From the Stone Age cave paintings to vibrant Graffiti creations, color holds its impression in human lives. The most earliest of the color theory could be traced back to the works of Leon Battista Alberti (1435) and the genius from the Renaissance era, Leonardo Da Vinci (1490). However, a most common factor seen unanimously among the canvases from these connoisseurs was in the use of naturally made pigments as colors. The art was most predominantly popular among the European canvas masters, who mixed and applied natural pigments made from stones, minerals and even plantations.
Italian Renaissance artists were one among the prominent ones who used natural chalks made from mineral pigments to make their canvasses more colorful. Residues churned out from excavations, sticks shaped with knives and chalks made from minerals, became the primary source of color for these canvas masters. One such appeal was popularly seen in the paintings from maestros like Da Vinci, Michelangelo and Raphael, between 1500-1900.
We take this opportunity to introduce you to few of such renowned artists from the world of art.
Known for the luminosity of colors in his paintings, Bosch, was one amongst the most revolutionary artists of 15th century. Known as ‘Alla Prima’, he followed a unique technique of implementing colors in his canvasses. Natural pigments derived from minerals and earthly elements were laid on in one application with little or no under painting in his works. The vibrancies achieved with the usage of naturally made colors reflect the liveliness in his paintings even today.
Following the color driven appeal of expressionism was Caravaggio, another renowned Italian painter. Taking a step further, Caravaggio made the technique of using colors more definitive in his works. The shadows were darkened and daylights were brightened in his paintings. The most visible pattern however was the use of mineral pigments made from lead tin and vermillion, organic carbon and copper residues in developing color.
The India Story: Thanjavur Paintings
Replicating the nature of sourcing color from natural elements are the paintings found in the most famous Thanjavur temples in Southern India. The art that gained its popularity during the Chola regime in 16th century was known for its uniqueness in design and vibrancies in the color used. Created on wooden and cloth canvases, the artists used a mixture of chalk powder, gum, minerals, semi-precious stones and even gold in adding color to their works.

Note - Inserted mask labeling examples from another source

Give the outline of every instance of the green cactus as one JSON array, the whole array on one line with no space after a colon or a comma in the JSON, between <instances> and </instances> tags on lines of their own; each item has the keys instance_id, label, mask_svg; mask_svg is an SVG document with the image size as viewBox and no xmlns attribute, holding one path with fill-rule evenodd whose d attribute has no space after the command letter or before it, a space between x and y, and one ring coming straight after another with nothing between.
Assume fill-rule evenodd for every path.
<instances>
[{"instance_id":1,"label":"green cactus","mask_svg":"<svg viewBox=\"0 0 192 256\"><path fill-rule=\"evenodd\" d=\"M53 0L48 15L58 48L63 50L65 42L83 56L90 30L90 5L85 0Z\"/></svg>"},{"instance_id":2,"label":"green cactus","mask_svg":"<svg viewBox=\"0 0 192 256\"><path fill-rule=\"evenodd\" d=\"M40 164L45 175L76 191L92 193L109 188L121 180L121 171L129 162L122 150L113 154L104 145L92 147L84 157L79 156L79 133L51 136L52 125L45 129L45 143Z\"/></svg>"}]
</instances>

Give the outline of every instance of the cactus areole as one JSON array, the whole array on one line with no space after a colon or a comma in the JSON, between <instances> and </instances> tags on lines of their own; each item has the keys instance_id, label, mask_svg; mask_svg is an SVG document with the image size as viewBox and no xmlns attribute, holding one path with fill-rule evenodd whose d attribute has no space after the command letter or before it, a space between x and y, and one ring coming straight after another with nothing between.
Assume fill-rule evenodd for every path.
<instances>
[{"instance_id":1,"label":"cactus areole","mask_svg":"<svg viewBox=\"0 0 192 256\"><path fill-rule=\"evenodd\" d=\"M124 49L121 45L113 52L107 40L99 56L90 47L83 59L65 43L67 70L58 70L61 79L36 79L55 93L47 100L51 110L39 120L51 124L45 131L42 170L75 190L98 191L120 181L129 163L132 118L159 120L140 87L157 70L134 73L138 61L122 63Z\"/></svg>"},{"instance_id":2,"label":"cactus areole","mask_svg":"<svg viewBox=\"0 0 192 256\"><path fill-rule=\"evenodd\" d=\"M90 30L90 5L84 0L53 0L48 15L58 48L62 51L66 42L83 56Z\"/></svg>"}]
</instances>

The paintings and artifacts are a clear reflection of the purity achieved through naturally sourced colors even today.
Drawing inspiration from the artistic impressions, a close similarity is seen even in the world of architecture. The influence has been so much that the trend has become a hot-shot selling point along with the concept of Green Buildings. Moreover, with the rising need to develop more eco-friendly structures, the use of nature-rich paints and coatings seems to be an apt solution to achieve a sustainable future. And the ideal example proving the purity of nature rich color pigments are the canvasses created by the artistic maestros, which has its freshness in its appeal even today.